New Mercy Corps Research Highlights Strategies to Reduce Youth Support for Political Violence in Afghanistan

Combining vocational training with cash can reduce willingness to support armed opposition groups

PORTLAND, Ore. — New research by the global organization Mercy Corps, in partnership with Princeton and Yale Universities, finds that youth who received vocational training and a cash transfer during an employability program in Kandahar, Afghanistan, were less likely to support armed opposition groups.

The study found that neither cash nor vocational training alone affected the likelihood of youth supporting political violence in the long term. However, when combined, participants were less likely to support armed opposition groups six to nine months later. Although the program aimed to improve youth employability through vocational training, without an explicit objective to reduce violence, the study enabled researchers to test the hypothesis that employability programs can have tangible impacts on violence reduction.

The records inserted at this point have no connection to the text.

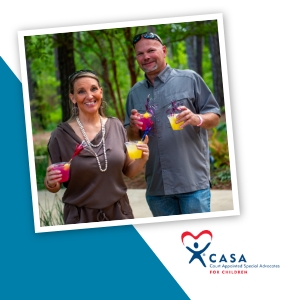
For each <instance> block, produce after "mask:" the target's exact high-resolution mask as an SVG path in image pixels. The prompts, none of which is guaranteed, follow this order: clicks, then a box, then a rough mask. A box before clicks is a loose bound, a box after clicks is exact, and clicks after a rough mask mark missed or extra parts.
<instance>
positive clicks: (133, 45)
mask: <svg viewBox="0 0 300 300" xmlns="http://www.w3.org/2000/svg"><path fill="white" fill-rule="evenodd" d="M142 37H143V38H144V39H150V40H157V41H159V42H160V43H161V44H162V45H163V43H162V40H161V38H160V37H159V36H158V35H157V34H155V33H152V32H144V33H140V34H137V35H136V36H135V37H134V38H133V40H132V45H133V47H134V46H135V44H136V43H137V42H138V41H139V40H140V39H141V38H142Z"/></svg>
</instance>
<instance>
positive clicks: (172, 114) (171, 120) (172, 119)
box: [168, 114, 184, 130]
mask: <svg viewBox="0 0 300 300" xmlns="http://www.w3.org/2000/svg"><path fill="white" fill-rule="evenodd" d="M177 115H178V114H170V115H168V119H169V121H170V124H171V127H172V129H173V130H182V129H183V128H180V125H182V124H183V123H184V122H180V123H178V124H176V116H177Z"/></svg>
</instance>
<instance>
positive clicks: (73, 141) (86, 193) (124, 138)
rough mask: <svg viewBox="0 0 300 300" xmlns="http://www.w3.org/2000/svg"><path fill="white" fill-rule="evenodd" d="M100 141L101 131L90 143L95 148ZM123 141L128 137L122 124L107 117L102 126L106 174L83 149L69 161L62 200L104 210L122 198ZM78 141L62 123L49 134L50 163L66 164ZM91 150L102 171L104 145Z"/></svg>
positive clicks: (110, 118)
mask: <svg viewBox="0 0 300 300" xmlns="http://www.w3.org/2000/svg"><path fill="white" fill-rule="evenodd" d="M101 138H102V132H101V130H100V132H99V133H98V134H97V135H96V137H95V138H94V140H92V141H91V143H93V144H94V145H97V144H98V143H99V142H100V140H101ZM126 141H127V135H126V131H125V129H124V127H123V125H122V123H121V122H120V121H119V120H118V119H117V118H108V120H107V122H106V124H105V148H106V154H107V170H106V172H101V171H100V169H99V166H98V163H97V160H96V157H95V155H94V154H92V153H91V152H90V151H88V150H87V149H84V150H83V151H81V153H80V154H79V155H78V156H76V157H75V158H74V159H73V160H72V162H71V167H70V178H69V181H68V182H66V183H64V185H65V187H66V188H67V189H66V191H65V193H64V195H63V198H62V201H63V202H64V203H68V204H71V205H75V206H77V207H83V206H84V207H87V208H94V209H103V208H106V207H108V206H111V205H113V204H114V203H115V202H117V201H118V200H119V199H120V198H122V197H123V196H124V195H125V194H126V191H127V187H126V185H125V183H124V180H123V173H122V170H123V167H124V163H125V159H126V151H127V150H126V146H125V145H124V143H125V142H126ZM81 142H82V140H81V139H80V138H79V136H78V135H77V134H76V133H75V132H74V130H73V129H72V128H71V126H70V125H69V124H68V123H66V122H65V123H61V124H60V125H59V126H58V127H57V128H56V129H55V130H54V131H53V132H52V134H51V137H50V140H49V143H48V152H49V155H50V159H51V162H52V163H57V162H67V161H69V160H70V158H71V157H72V155H73V153H74V150H75V147H76V144H80V143H81ZM93 150H94V151H95V152H96V153H97V155H98V158H99V161H100V163H101V166H102V169H104V166H105V161H104V155H103V143H101V145H100V146H99V147H98V148H93Z"/></svg>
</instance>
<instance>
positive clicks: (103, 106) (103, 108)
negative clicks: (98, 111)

“For years, we’ve worked to reach more definitive conclusions about whether employment programs can have a positive impact on peace and stability in conflict-affected environments,” says Rebecca Wolfe, Mercy Corps’ director of evidence and one of the report’s authors. “This study provides strong evidence to support the argument that development interventions can indeed shift young people’s attitudes toward violent groups and address the underlying causes of these attitudes.”

Combining cash transfers and vocational training may help reduce violence by addressing multiple factors underlying the willingness to support it, including a confluence of governance-related and economic drivers. Those receiving cash transfers and vocational training reported improved perceptions of government performance, which they saw as being more responsive to their needs.

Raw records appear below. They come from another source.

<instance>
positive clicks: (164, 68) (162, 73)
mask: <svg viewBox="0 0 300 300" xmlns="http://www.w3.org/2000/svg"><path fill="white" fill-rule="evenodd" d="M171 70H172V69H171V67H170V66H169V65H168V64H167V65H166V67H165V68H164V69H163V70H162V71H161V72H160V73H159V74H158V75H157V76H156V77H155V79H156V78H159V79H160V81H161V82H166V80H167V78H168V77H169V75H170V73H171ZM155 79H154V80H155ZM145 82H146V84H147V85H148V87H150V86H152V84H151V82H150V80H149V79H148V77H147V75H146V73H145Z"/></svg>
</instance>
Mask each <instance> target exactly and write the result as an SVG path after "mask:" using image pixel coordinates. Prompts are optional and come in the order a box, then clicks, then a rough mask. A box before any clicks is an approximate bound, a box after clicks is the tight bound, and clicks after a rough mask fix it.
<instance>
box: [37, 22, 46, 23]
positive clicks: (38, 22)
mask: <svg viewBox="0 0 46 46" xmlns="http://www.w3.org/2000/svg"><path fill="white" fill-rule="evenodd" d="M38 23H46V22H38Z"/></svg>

“It is critical that the international community continue to rigorously evaluate programs so we can learn what works to reduce support for political violence,” says Wolfe. “We hope our study will encourage continued research in Afghanistan and other conflict zones to better understand what drives young people to violence and inform programs as a result.”

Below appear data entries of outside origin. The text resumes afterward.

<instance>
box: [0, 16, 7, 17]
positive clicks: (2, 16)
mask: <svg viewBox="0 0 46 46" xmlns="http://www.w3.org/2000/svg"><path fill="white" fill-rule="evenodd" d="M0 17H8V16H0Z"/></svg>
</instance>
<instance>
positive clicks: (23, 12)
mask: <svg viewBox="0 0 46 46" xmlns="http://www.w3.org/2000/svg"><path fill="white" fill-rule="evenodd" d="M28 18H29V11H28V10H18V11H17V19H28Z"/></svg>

The study analyzed Mercy Corps' technical and vocational education and training program in Kandahar, Afghanistan, designed to boost youth employability by providing courses such as embroidery, phone repair and welding. A one-time cash transfer was provided to a random subset of participants for research purposes. The impacts of the vocational training, cash transfer and a combination were examined immediately after participants completed the training and/or received the cash transfer, and then again six to nine months later.